5.3. The Data Controller has the right to reasonably refuse to allow the Data Subject to exercise their rights or to charge a reasonable fee under circumstances set in Article 12 (5) of the Regulation.
6.1. The organizational and technical data security measures implemented by the Data Controller ensure a level of security that is consistent with the nature of the data controlled by the Data Controller and the risks associated with its processing, including but not limited to the measures specified in this section.
6.2. The Company provides hardware and software protection (administration of information systems and databases, maintenance of workstations, protection of operating systems, protection against computer viruses, etc.).
6.3. The Data Controller applies administrative security measures (secure management of documents and computer data and their archives, etc.).
6.4. The Data Controller undertakes not to disclose personal data of the Data Subject to the third parties, except the Company employees or if it is required by mandatory statutory provisions, or upon the Data Subject’s written consent.
6.5. Employees of the Data Controller must observe the principle of confidentiality and keep confidential any information relating to personal data of which they have become aware in the course of their duties, unless such information is public in accordance with applicable laws or regulations.
6.6. Personal data on computers, if used outside the Data Controller’s internal data transmission network, are protected by appropriate means that are consistent with the risk of Data Processing.
6.7. Company employees are granted access to personal data only to the extent necessary for the proper performance of their duties.
6.8. Employee of the Company loses the right to process personal data when he is no longer an employee of the Company or when the Director of the Company revokes the appointment of an employee of the Company to process personal data.

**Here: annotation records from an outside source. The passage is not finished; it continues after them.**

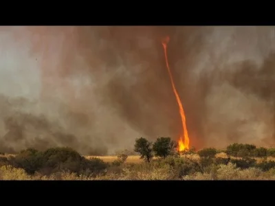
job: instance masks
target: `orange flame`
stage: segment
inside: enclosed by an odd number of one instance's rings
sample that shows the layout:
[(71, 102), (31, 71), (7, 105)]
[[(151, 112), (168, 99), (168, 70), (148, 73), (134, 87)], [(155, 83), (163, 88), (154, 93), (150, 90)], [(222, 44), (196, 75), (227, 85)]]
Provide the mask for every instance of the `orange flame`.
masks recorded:
[(179, 94), (177, 93), (176, 87), (175, 86), (174, 80), (173, 80), (173, 76), (172, 76), (171, 70), (170, 69), (169, 64), (168, 62), (167, 44), (168, 43), (169, 40), (170, 40), (169, 36), (166, 36), (165, 38), (164, 38), (162, 40), (162, 45), (163, 45), (163, 47), (164, 49), (165, 62), (166, 63), (166, 67), (167, 67), (168, 72), (169, 73), (170, 80), (171, 80), (173, 91), (174, 91), (175, 96), (176, 97), (177, 102), (177, 104), (178, 104), (179, 108), (179, 114), (182, 117), (184, 137), (182, 137), (182, 136), (179, 137), (179, 139), (178, 140), (178, 144), (179, 144), (178, 150), (179, 150), (179, 152), (183, 152), (185, 150), (189, 149), (189, 137), (188, 137), (188, 133), (187, 128), (186, 128), (186, 119), (185, 114), (184, 114), (184, 107), (182, 106), (182, 104), (180, 100)]

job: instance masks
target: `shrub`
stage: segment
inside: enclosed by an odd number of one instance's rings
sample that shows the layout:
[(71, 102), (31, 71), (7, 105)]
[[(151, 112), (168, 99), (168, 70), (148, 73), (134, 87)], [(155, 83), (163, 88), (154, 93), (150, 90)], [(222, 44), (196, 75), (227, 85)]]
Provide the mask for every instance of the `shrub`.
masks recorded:
[(215, 148), (210, 148), (199, 150), (197, 153), (200, 157), (214, 158), (217, 154), (217, 150)]
[(153, 151), (157, 157), (166, 158), (175, 153), (177, 144), (170, 137), (159, 137), (153, 145)]
[(23, 169), (15, 168), (12, 165), (0, 167), (0, 179), (1, 180), (28, 180), (30, 179)]
[(134, 151), (140, 154), (140, 158), (150, 162), (153, 158), (152, 144), (143, 137), (135, 139)]
[(254, 155), (256, 157), (264, 157), (267, 156), (267, 149), (264, 148), (256, 148), (254, 152)]
[(6, 157), (0, 157), (0, 167), (3, 165), (8, 165), (10, 164), (10, 161)]
[(233, 144), (226, 148), (226, 153), (229, 155), (239, 157), (252, 157), (256, 146), (252, 144)]
[(247, 169), (256, 165), (256, 160), (250, 157), (245, 157), (241, 159), (231, 159), (230, 161), (241, 169)]
[(227, 165), (230, 160), (229, 158), (217, 157), (215, 159), (214, 163), (216, 165)]
[(217, 171), (217, 176), (220, 180), (236, 179), (239, 168), (236, 168), (236, 165), (229, 163), (228, 165), (221, 165)]
[(272, 168), (275, 168), (275, 161), (263, 161), (256, 165), (256, 167), (261, 169), (263, 171), (268, 171)]
[(11, 164), (15, 168), (23, 168), (30, 174), (34, 174), (43, 165), (43, 153), (33, 148), (23, 150), (15, 157), (11, 157)]
[(275, 148), (270, 148), (267, 150), (267, 155), (275, 157)]
[(50, 148), (45, 152), (29, 148), (12, 157), (10, 162), (14, 167), (23, 168), (30, 174), (40, 172), (43, 175), (60, 171), (77, 174), (82, 172), (98, 174), (107, 167), (102, 160), (86, 159), (69, 148)]
[(116, 166), (120, 166), (121, 164), (124, 163), (127, 159), (128, 155), (124, 154), (121, 154), (118, 155), (118, 159), (113, 161), (113, 165)]

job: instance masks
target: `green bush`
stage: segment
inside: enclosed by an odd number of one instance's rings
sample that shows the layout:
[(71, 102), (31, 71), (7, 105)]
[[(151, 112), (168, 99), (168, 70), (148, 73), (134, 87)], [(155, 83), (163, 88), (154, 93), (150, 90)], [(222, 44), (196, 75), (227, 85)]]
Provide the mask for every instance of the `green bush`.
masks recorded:
[(153, 151), (156, 157), (166, 158), (175, 153), (177, 144), (170, 137), (159, 137), (153, 145)]
[(120, 166), (124, 163), (128, 158), (128, 155), (125, 154), (118, 154), (118, 159), (114, 160), (112, 163), (113, 165)]
[(143, 137), (135, 139), (134, 151), (140, 153), (140, 158), (146, 162), (150, 162), (153, 157), (152, 143)]
[(267, 150), (267, 155), (275, 157), (275, 148), (270, 148)]
[(214, 163), (217, 165), (227, 165), (230, 161), (229, 158), (222, 158), (222, 157), (217, 157), (214, 160)]
[(86, 159), (69, 148), (50, 148), (44, 152), (30, 148), (22, 150), (12, 157), (10, 162), (13, 166), (24, 169), (30, 174), (40, 172), (42, 174), (50, 175), (60, 171), (77, 174), (84, 172), (98, 174), (107, 167), (102, 160)]
[(10, 164), (10, 161), (6, 157), (0, 157), (0, 167), (3, 165), (8, 165)]
[(217, 154), (217, 150), (212, 148), (204, 148), (201, 150), (199, 150), (197, 153), (200, 157), (214, 158)]
[(250, 157), (245, 157), (241, 159), (231, 159), (230, 161), (241, 169), (247, 169), (256, 165), (256, 160)]
[(264, 157), (267, 156), (267, 149), (264, 148), (256, 148), (254, 152), (254, 155), (256, 157)]
[(28, 148), (20, 152), (10, 160), (11, 164), (15, 168), (23, 168), (25, 171), (33, 174), (39, 170), (43, 164), (43, 153), (33, 148)]
[(197, 172), (202, 172), (199, 163), (186, 158), (168, 156), (166, 159), (156, 160), (159, 165), (168, 165), (177, 178), (182, 178)]
[(275, 168), (275, 161), (263, 161), (256, 165), (256, 167), (261, 169), (263, 171), (268, 171), (270, 169)]
[(226, 153), (237, 157), (254, 157), (256, 146), (252, 144), (233, 144), (226, 148)]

6.9. Employees of the Company, having noticed personal data security breaches, signs of criminal activity, non-functioning personal data protection measures, must immediately inform the Director of the Company.

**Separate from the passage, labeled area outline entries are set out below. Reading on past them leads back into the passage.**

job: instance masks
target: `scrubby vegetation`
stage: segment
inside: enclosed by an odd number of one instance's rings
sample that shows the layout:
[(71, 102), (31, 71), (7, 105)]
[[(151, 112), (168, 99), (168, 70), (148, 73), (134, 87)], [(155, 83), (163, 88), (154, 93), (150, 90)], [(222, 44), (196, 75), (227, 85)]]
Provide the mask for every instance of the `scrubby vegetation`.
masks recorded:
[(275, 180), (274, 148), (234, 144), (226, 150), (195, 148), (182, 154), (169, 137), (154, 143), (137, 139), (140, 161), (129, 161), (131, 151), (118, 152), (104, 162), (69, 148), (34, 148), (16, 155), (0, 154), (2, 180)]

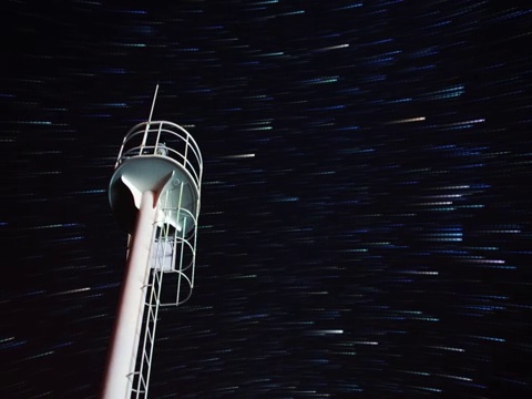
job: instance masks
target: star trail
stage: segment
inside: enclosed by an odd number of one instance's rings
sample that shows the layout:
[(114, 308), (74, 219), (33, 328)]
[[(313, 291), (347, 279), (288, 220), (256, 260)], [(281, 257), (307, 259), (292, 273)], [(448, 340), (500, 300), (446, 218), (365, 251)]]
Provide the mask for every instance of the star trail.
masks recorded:
[(204, 158), (195, 287), (152, 398), (532, 391), (532, 8), (2, 2), (2, 398), (96, 398), (123, 135)]

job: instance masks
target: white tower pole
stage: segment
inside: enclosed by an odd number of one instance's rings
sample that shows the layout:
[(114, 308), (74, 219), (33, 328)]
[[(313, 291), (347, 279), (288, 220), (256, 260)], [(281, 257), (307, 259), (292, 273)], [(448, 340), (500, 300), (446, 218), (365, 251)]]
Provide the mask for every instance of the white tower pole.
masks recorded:
[(127, 257), (119, 311), (111, 340), (102, 399), (130, 399), (141, 336), (144, 289), (150, 273), (150, 247), (156, 218), (156, 200), (152, 191), (142, 193), (132, 245)]

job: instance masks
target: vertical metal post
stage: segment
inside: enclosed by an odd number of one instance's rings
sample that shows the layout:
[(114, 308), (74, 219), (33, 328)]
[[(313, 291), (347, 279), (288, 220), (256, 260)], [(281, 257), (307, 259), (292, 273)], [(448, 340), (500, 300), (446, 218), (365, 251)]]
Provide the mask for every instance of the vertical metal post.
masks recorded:
[(130, 399), (150, 274), (150, 248), (156, 217), (155, 195), (142, 194), (127, 257), (125, 279), (111, 341), (102, 399)]

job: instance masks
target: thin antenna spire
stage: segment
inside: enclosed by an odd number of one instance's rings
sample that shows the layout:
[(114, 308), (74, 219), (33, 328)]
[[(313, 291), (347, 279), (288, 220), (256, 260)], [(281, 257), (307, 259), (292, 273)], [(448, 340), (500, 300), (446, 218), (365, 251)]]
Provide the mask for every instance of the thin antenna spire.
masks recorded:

6.10. Having assessed the Data Protection risk factors, the degree of impact, the damage and the consequences of the violation, the Data Controller shall make decisions on the measures necessary to eliminate the Data Protection violation and its consequences and to inform the required entities within 72 hours.
6.11. Security of the premises where the Personal Data is stored is ensured (only authorized persons have access to the premises, premises are locked, protected by alarms, unavailable to unauthorized persons).
7.1. Each employee of the Company has been familiarized with these Rules.
7.2. The Director of the Company is responsible for the implementation of these Rules in the activities of the Company.